Urlaub in Norwegen

Hardangerfjord

27. Mai 2015

Die Weiterfahrt zum Hardangerfjord war leider von schlechtem Wetter, sprich Regen und Schnee, geprägt. Wir sind an de Fjorden entlang über den kleinen Ort Sand ins Landesinnere nach Røldal gefahren. Der Weg durch die tiefen Täler zwischen steilen Felswänden hindurch war leider nicht besonders abwechslungsreich: es hat starken Nebel gehabt bzw. die Wolken sind oft so tief gehangen das man von der Straße am Fjord aus das Wasser nicht gesehen hat 🙁 .

Wir sind auf der Rv 13 durch viele Tunnel hindurch in die Berge nach Røldal gefahren. Kurz vor Røldal sind wir an einem tollen Wasserfall vorbeigekommen.

Wasserfall am Wegesrand

Wenn man eine Reise nach Norwegen unternimmt darf man keine Tunnelphobie haben 😉 . Manchmal reiht sich Tunnel an Tunnel und viele sind 3-5 Kilometer lang. Manchmal denke ich die Norweger sind mit den Maulwürfen verwandt. Die bekannteste Sehenswürdigkeit von Røldal ist jedoch keine Tunnel sondern eine Stabkirche, welche 1250 erbaut wurde.
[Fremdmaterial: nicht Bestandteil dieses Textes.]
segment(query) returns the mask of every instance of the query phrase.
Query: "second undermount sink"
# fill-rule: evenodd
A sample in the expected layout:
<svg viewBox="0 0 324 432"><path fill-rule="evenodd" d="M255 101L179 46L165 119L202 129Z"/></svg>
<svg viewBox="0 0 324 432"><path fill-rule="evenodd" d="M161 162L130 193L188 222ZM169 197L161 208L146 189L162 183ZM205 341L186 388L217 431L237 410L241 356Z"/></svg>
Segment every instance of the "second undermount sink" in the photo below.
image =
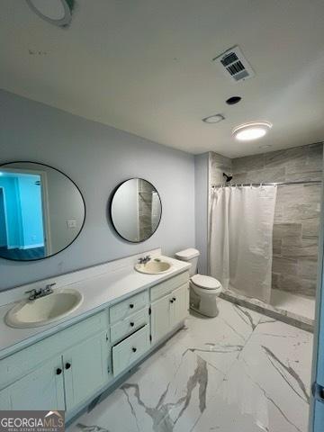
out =
<svg viewBox="0 0 324 432"><path fill-rule="evenodd" d="M83 302L76 290L60 289L36 300L23 300L14 306L5 316L10 327L30 328L46 326L72 313Z"/></svg>
<svg viewBox="0 0 324 432"><path fill-rule="evenodd" d="M171 270L172 264L159 258L154 258L145 264L136 264L135 270L146 274L161 274Z"/></svg>

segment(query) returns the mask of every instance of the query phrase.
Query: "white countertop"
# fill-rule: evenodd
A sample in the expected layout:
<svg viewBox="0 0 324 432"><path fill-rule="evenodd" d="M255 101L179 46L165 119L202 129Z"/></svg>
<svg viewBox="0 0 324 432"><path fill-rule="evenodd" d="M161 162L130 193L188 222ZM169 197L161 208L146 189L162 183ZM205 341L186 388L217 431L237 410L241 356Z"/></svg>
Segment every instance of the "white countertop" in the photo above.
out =
<svg viewBox="0 0 324 432"><path fill-rule="evenodd" d="M0 358L190 268L188 263L168 256L160 257L172 264L170 272L163 274L143 274L137 272L131 265L67 284L67 288L79 291L84 295L84 301L76 310L46 326L32 328L11 328L5 324L4 317L15 303L0 307Z"/></svg>

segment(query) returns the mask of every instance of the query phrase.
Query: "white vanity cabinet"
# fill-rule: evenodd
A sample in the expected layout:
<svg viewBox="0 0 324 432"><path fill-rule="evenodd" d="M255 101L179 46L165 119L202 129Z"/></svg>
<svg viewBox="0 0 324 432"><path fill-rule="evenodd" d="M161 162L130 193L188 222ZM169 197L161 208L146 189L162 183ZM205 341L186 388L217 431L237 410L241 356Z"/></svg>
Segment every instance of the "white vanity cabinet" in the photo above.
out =
<svg viewBox="0 0 324 432"><path fill-rule="evenodd" d="M63 355L66 410L70 411L109 382L110 346L107 332L73 346Z"/></svg>
<svg viewBox="0 0 324 432"><path fill-rule="evenodd" d="M151 338L155 344L188 315L188 273L151 288Z"/></svg>
<svg viewBox="0 0 324 432"><path fill-rule="evenodd" d="M111 374L107 311L0 360L0 410L67 410Z"/></svg>
<svg viewBox="0 0 324 432"><path fill-rule="evenodd" d="M65 410L60 356L47 361L0 392L0 410L48 410L49 407Z"/></svg>
<svg viewBox="0 0 324 432"><path fill-rule="evenodd" d="M1 359L0 410L72 418L181 325L188 289L185 271Z"/></svg>

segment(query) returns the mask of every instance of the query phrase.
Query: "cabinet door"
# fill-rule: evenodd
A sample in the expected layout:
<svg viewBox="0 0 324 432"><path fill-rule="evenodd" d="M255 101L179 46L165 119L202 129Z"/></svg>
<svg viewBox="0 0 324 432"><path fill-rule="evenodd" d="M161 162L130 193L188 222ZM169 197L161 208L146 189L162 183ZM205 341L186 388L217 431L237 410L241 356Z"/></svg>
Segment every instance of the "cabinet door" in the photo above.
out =
<svg viewBox="0 0 324 432"><path fill-rule="evenodd" d="M9 407L9 408L8 408ZM61 356L0 392L0 410L65 410Z"/></svg>
<svg viewBox="0 0 324 432"><path fill-rule="evenodd" d="M10 396L8 389L0 392L0 411L11 410Z"/></svg>
<svg viewBox="0 0 324 432"><path fill-rule="evenodd" d="M151 304L151 335L153 343L170 331L172 304L170 295L166 295Z"/></svg>
<svg viewBox="0 0 324 432"><path fill-rule="evenodd" d="M179 324L188 315L189 309L189 287L188 284L180 286L172 292L173 301L171 308L171 328Z"/></svg>
<svg viewBox="0 0 324 432"><path fill-rule="evenodd" d="M111 355L107 333L99 333L63 355L67 410L76 408L108 383Z"/></svg>

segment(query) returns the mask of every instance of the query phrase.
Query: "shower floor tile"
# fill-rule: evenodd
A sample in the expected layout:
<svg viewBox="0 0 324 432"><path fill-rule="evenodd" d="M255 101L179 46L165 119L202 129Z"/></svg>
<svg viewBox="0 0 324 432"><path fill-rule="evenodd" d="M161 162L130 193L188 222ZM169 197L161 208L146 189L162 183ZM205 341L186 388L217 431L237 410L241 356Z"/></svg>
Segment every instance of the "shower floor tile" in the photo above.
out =
<svg viewBox="0 0 324 432"><path fill-rule="evenodd" d="M68 432L306 432L312 335L220 300Z"/></svg>
<svg viewBox="0 0 324 432"><path fill-rule="evenodd" d="M275 308L314 320L315 299L292 294L285 291L272 290L270 302Z"/></svg>

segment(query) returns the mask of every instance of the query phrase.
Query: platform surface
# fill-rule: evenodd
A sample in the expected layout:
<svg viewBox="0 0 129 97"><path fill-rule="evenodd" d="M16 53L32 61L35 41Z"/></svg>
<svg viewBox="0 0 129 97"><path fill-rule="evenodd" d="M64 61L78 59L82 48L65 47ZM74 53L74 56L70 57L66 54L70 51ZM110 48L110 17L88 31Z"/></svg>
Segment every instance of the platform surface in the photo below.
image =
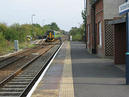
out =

Im Inneren befindet sich eine tolle Rosenmalerei der Heilkräfte zugeschrieben wurden. Deswegen wurde die Kirche ab dem 13. Jahrhundert zu einer der bekanntesten Wallfahrtskirchen Norwegens. Leider hatte die Kirche geschlossen 🙁 . Durch die Berge, vorbei am røldaler Skilift (genug Schnee liegt ja noch), sind wir weiter in den Norden nach Odda gefahren.

Odda ist ein relativ großer Industriestandort mit Karbidfabriken und Schmelzwerken. Ich finde es immer wieder krass zu sehen, wie (scheinbar aus dem nichts) inmitten der Natur auf einmal große Industriebauten und Fabriken auftauchen.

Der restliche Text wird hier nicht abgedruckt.